Neue Gentechnik: Urteil umsetzen oder Recht ändern?

25.10.2019

Müssen Pflanzen, die mit neuen Technologien wie Crispr/Cas9 gentechnisch verändert wurden, nach Gentechnikrecht geprüft und gekennzeichnet werden? Selbstverständlich, sagt eine Koalition aus Umwelt-, Bauern- und Bio-Organisationen. Sie fordern die Bundesagrarministerin auf, die seit einem europäischen Urteil aus dem Sommer 2018 verbindlichen Regeln endlich umzusetzen. 23 Verbände der Agrar- und Ernährungswirtschaft dagegen wollen, dass das EU-Gentechnikrecht geändert und solche Pflanzen ausgenommen werden.

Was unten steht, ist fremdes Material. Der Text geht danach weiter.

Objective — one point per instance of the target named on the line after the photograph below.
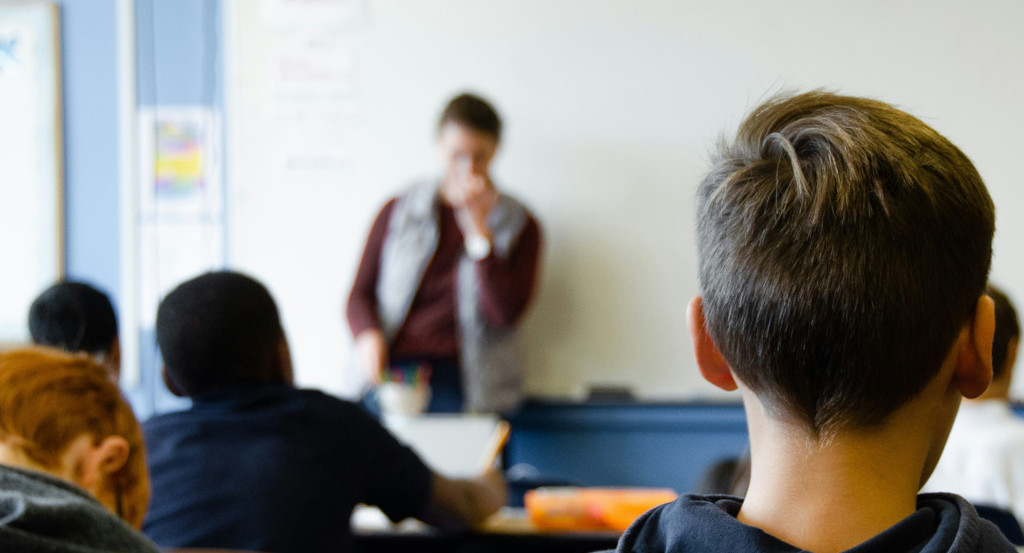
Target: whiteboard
(31, 161)
(610, 109)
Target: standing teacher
(449, 268)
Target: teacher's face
(465, 152)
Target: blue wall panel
(91, 158)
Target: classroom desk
(623, 443)
(508, 532)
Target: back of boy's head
(219, 329)
(1007, 329)
(843, 245)
(73, 316)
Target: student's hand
(373, 353)
(469, 502)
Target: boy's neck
(841, 491)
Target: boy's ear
(173, 388)
(710, 360)
(99, 463)
(974, 357)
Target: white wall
(610, 107)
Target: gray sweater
(42, 514)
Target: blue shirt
(273, 469)
(942, 523)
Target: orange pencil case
(591, 508)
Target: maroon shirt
(430, 328)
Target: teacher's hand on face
(477, 199)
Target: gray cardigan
(489, 355)
(43, 514)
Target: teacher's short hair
(472, 112)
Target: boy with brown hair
(844, 248)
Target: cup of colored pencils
(404, 389)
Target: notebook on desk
(457, 445)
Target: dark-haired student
(76, 316)
(984, 457)
(256, 464)
(448, 270)
(844, 248)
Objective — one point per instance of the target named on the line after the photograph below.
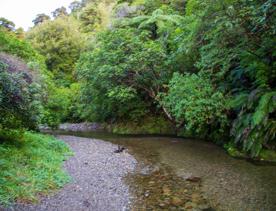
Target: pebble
(97, 188)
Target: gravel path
(97, 184)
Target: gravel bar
(97, 179)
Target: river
(165, 164)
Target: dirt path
(97, 179)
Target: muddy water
(160, 182)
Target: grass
(31, 167)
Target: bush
(20, 98)
(195, 103)
(31, 167)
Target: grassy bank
(30, 167)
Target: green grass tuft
(31, 167)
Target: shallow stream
(219, 182)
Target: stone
(190, 205)
(176, 201)
(166, 190)
(193, 179)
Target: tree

Die Verbände der Agrarwirtschaft behaupten in ihrem offenen Brief, die neuen Technologien des sogenannten Genome Editing böten „Chancen, die Folgen des Klimawandels abzumildern sowie die Nachhaltigkeit und die Biodiversität in der Landwirtschaft zu fördern“. Um Nutzpflanzen widerstandsfähiger gegen Wassermangel, Versalzung, Hitze, Krankheiten und Schädlinge zu machen, seien Innovationen in der Züchtung notwendig. Die neue Gentechnik besitze „das realistische Potenzial, innerhalb relativ kurzer Zeit zur Lösung solcher Herausforderungen beizutragen“. Darüber hinaus könne sie die bestehende natürliche genetische Vielfalt erweitern und Sorten für ein besseres Angebot an nachwachsenden pflanzlichen Rohstoffen bereitstellen. [+] mehr...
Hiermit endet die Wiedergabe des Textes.